What Should Families Ask When Visiting Aviata At The Sea - Pompano Beach?

Based on this facility's data, families visiting should ask: "Can I visit during a mealtime to observe dining assistance and food quality?" "How do you handle medical emergencies, and what is your hospital transfer rate?" "Can I speak with family members of current residents about their experience?"

Is Aviata At The Sea - Pompano Beach Safe?

Based on CMS inspection data, AVIATA AT THE SEA - POMPANO BEACH has a clean safety record: no substantiated abuse findings (meaning no confirmed cases of resident harm), no Immediate Jeopardy citations (the most serious violation level indicating risk of serious injury or death), and is not on the Special Focus Facility watch list (a federal program monitoring the lowest-performing 1% of nursing homes). The facility has a 2-star overall rating and ranks #100 of 100 nursing homes in Florida. While no facility is perfect, families should still ask about staff-to-resident ratios and recent inspection results during their visit.

Do Nurses at Aviata At The Sea - Pompano Beach Stick Around?

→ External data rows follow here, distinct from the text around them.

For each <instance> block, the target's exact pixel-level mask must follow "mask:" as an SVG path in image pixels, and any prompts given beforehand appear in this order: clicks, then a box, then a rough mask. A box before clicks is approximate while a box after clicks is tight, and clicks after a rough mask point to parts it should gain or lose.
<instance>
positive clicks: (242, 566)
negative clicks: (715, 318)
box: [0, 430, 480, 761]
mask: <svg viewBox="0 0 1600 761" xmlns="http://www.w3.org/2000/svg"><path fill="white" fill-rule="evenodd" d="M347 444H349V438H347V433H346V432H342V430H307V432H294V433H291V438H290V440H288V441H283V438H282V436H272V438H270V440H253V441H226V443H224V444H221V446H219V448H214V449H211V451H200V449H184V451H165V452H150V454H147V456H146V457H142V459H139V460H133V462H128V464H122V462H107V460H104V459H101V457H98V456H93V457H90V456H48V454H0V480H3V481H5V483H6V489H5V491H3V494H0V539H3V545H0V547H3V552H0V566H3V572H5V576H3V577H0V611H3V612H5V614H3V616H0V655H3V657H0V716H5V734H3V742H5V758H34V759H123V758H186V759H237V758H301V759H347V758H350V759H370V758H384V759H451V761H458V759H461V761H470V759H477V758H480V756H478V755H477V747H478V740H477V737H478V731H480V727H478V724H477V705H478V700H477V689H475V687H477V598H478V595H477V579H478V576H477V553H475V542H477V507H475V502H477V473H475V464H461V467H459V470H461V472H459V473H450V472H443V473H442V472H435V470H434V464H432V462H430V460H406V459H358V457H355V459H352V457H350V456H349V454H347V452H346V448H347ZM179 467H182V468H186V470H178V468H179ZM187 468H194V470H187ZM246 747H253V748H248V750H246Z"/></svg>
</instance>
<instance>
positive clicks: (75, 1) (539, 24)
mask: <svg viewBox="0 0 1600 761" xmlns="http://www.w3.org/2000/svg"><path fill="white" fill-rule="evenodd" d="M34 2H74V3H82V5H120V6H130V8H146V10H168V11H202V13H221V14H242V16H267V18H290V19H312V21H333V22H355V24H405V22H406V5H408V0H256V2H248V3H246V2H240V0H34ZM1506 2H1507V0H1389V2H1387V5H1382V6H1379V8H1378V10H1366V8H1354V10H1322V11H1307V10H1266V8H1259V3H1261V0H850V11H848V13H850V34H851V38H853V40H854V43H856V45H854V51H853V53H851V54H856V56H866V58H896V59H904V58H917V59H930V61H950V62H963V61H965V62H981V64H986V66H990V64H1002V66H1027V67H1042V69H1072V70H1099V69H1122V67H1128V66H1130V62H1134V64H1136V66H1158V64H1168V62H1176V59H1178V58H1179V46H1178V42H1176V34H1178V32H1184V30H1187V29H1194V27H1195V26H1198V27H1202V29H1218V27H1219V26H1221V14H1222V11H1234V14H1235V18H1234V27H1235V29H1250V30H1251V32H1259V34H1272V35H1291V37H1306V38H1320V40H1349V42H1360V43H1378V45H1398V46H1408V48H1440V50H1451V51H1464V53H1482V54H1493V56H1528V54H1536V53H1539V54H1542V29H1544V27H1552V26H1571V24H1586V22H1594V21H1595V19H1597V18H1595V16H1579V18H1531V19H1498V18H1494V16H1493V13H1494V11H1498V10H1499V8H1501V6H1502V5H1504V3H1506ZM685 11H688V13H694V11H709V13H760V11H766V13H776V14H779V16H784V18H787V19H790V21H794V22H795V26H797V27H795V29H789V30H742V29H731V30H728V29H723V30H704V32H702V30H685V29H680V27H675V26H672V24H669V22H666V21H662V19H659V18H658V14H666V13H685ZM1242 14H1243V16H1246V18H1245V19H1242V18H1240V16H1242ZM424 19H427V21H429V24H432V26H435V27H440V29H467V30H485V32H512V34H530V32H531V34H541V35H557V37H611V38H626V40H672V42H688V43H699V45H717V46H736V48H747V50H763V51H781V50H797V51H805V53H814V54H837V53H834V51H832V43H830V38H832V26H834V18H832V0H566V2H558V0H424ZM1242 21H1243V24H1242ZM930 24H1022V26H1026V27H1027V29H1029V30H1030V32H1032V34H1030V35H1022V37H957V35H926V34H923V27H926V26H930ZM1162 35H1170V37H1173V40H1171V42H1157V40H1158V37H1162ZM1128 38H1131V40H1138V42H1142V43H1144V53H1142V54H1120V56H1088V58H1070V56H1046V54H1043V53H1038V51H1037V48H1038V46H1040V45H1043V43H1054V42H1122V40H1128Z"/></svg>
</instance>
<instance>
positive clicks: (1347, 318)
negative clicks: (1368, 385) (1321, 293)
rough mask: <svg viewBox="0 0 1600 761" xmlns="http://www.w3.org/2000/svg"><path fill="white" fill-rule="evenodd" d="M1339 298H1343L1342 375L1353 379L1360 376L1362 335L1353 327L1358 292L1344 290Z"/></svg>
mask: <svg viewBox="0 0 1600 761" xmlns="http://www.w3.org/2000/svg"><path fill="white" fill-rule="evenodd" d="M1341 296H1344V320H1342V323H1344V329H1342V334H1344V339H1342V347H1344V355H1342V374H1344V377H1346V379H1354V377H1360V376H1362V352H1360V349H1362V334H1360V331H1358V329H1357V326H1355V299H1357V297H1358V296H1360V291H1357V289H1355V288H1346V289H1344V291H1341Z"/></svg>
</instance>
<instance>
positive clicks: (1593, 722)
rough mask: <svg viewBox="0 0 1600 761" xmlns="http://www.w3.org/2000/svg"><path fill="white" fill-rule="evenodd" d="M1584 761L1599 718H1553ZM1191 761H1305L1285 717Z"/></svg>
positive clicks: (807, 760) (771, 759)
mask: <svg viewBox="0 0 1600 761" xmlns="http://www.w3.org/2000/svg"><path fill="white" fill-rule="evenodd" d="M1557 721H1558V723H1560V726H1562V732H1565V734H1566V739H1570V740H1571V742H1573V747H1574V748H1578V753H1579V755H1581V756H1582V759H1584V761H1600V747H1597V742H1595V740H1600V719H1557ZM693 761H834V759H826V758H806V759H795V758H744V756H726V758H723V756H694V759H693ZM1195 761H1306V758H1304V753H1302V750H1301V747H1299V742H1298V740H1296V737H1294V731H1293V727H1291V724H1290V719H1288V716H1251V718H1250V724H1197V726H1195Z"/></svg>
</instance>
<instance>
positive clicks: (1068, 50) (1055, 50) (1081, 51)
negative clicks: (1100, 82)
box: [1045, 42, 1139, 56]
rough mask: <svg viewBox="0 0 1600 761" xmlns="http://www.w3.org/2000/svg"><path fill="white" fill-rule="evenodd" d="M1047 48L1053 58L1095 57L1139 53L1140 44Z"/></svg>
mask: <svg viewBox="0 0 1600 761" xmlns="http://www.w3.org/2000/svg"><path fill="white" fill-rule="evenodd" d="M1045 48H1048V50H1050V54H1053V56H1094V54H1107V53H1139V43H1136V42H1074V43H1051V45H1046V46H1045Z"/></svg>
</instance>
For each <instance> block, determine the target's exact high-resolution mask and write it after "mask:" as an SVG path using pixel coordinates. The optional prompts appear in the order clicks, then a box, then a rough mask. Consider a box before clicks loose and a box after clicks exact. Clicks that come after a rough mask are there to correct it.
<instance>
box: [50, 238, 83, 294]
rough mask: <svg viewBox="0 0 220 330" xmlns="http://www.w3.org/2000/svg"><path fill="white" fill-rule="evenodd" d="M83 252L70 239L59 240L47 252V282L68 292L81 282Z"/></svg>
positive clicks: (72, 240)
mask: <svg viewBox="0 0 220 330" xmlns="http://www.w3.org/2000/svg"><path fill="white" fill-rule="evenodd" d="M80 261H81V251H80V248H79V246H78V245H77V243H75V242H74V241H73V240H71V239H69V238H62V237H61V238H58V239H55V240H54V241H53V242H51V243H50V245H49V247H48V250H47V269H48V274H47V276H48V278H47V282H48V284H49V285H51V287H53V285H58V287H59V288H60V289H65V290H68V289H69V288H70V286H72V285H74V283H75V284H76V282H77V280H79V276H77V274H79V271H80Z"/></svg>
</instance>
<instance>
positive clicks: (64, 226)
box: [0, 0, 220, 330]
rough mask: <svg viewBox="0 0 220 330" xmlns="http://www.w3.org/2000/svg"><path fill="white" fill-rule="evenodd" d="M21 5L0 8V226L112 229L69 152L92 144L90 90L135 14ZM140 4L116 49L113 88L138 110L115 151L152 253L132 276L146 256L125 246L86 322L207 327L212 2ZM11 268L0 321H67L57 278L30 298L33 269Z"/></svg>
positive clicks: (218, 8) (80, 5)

AVIATA AT THE SEA - POMPANO BEACH has a staff turnover rate of 39%, which is about average for Florida nursing homes (state average: 46%). Moderate turnover is common in nursing homes, but families should still ask about staff tenure and how the facility maintains care continuity when employees leave.

Was Aviata At The Sea - Pompano Beach Ever Fined?

AVIATA AT THE SEA - POMPANO BEACH has no federal fines on record. CMS issues fines when nursing homes fail to meet care standards or don't correct problems found during inspections. The absence of fines suggests the facility has either maintained compliance or corrected any issues before penalties were assessed. This is a positive indicator, though families should still review recent inspection reports for the full picture.

Is Aviata At The Sea - Pompano Beach on Any Federal Watch List?

AVIATA AT THE SEA - POMPANO BEACH is not on any federal watch list. The most significant is the Special Focus Facility (SFF) program, which identifies the bottom 1% of nursing homes nationally based on persistent, serious quality problems. Not being on this list means the facility has avoided the pattern of deficiencies that triggers enhanced federal oversight. This is a positive indicator, though families should still review the facility's inspection history directly.